In 1985, tobacco giant Philip Morris (now the Altria Group) purchased General Foods, and over the next decade, it was integrated with another of Philip Morris’ acquisitions, Kraft Foods, a frozen cheese maker that had also acquired several food products lines.
Rosenfeld was promoted to head of Kraft’s entire Canadian division in 1996, broadening her marketing expertise beyond a particular brand or form of a food product. She also assisted in the integration of Nabisco’s biscuit products into Kraft Foods after Philip Morris acquired the company in 2000, and she was a member of the committee that prepared Kraft for its initial public offering in 2001.

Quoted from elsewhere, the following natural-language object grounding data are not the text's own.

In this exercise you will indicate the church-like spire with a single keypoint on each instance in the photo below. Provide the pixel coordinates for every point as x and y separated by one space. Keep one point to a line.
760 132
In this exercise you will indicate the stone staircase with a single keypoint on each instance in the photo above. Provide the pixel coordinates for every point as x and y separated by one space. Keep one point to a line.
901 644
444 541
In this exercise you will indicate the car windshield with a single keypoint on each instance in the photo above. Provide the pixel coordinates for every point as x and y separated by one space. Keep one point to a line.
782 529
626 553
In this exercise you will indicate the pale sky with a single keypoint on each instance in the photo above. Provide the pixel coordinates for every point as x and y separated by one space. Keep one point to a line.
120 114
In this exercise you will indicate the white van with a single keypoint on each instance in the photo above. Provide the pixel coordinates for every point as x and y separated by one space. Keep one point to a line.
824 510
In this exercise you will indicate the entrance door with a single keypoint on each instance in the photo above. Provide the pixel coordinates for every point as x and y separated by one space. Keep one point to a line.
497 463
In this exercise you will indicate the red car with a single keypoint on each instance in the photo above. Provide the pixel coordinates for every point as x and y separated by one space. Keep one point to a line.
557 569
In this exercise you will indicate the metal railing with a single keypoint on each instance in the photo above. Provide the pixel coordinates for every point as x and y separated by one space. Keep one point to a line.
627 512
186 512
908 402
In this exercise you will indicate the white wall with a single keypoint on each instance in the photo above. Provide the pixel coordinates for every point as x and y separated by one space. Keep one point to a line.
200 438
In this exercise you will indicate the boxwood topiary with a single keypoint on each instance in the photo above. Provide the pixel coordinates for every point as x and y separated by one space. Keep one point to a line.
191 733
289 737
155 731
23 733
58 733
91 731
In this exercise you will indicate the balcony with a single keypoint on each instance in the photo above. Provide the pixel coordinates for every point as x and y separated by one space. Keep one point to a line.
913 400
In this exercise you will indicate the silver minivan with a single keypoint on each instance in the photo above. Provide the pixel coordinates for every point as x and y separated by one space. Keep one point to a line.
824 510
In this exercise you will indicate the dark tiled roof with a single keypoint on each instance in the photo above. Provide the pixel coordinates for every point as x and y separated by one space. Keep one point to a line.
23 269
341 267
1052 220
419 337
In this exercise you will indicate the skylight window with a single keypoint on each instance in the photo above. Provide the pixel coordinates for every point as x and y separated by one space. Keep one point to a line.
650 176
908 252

Burns joined Xerox as a full-time employee in 1981 after finishing his master’s degree and rapidly rose through the ranks of product creation. She rose through the ranks of management and engineering from 1992 to 2000, when she was named senior vice president of corporate strategic services, where she supervised production operations.
Burns was appointed president of Xerox in 2007. After the appointment, she expanded her leadership in the areas of global research, product growth, marketing, and delivery. She was elected CEO two years later and chairman of the board in 2010.
These are some of the most impactful women across the globe who brought a revolution in the so-called “men’s world.” Their robust business sense and farsighted nature changed the way any business operates.